Haredi society can change with the times, as long as it does not admit the change aloud.
In 2018, just after he took part in that year’s Lag B’Omer pilgrimage to Meron, Haredi journalist Aryeh Erlich tweeted his concerns about a certain narrow walkway at the site: “The narrow exit path that leads from the bonfire ceremony of the Toldot Aharon [Hasidic sect] creates a human bottleneck and terrible shoving, to the point of an immediate danger of being crushed. And it’s the only exit…. They must not hold the bonfire at that site again before they open a wide and well-marked exit.”
Erlich’s tweet went viral on Friday, exactly three years too late.
In an interview Sunday with the Tel Aviv-area radio station 103 FM about the disaster he predicted so precisely, Erlich rejected any blame directed at Haredi society for the deaths.
“How can you blame the Haredi public?” he demanded.

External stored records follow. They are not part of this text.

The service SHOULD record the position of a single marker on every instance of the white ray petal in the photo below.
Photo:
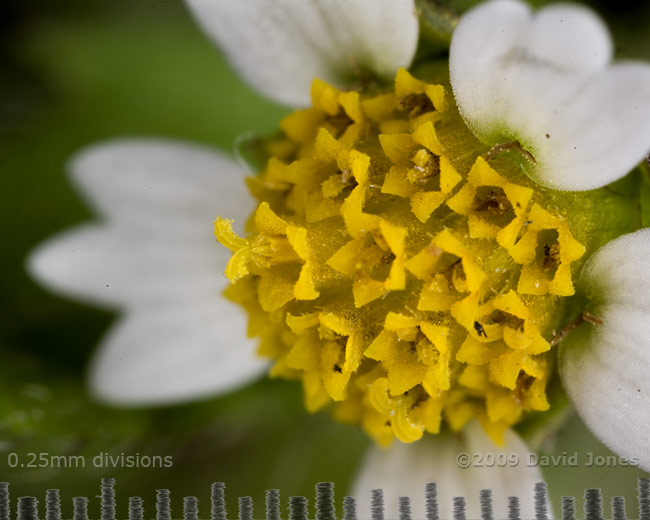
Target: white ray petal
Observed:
(280, 46)
(161, 185)
(115, 266)
(604, 368)
(405, 469)
(544, 80)
(175, 354)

The Meron pilgrimage “is a tradition that’s been going on for 550 years.”
Then who was to blame? “It’s the police that approve the event. There are clear regulations. No event can take place without a safety officer, a policeman who signs off on it and approves it, and that’s what happened at Meron.”
There’s a “sovereign,” he added. That sovereign “decided to ignore [the danger], chose shoddy improvisation instead, and failed to impose safety standards. The Haredi political parties are victims here; it’s not serious for the police to now say that because of [the Haredi parties] they didn’t do what they were supposed to do. The police are supposed to enforce the law.”
It is a pivot in expectations that by its very denial of Haredi culpability signals the shift away from Haredi autonomy. Erlich couches his critique as a defense of Haredi political leaders. But even here, with the blame directed exclusively at the Israel Police, the argument is the same: The police no longer have the right to ignore safety rules merely because Haredi religious sects demand it. How dare the state risk the lives of its Haredi citizens by allowing Haredi autonomy to trump their safety?
The catastrophe at Meron will not lead any in the community to question other elements of its separate existence, such as its independent school system. Nothing so fundamental will change from a single tragedy.
But those now asking the state and the police to take over at Meron, those now questioning, openly and not-so-openly, their leaders’ wisdom and their community’s ethos of separation, will apply that lesson to other things in the future.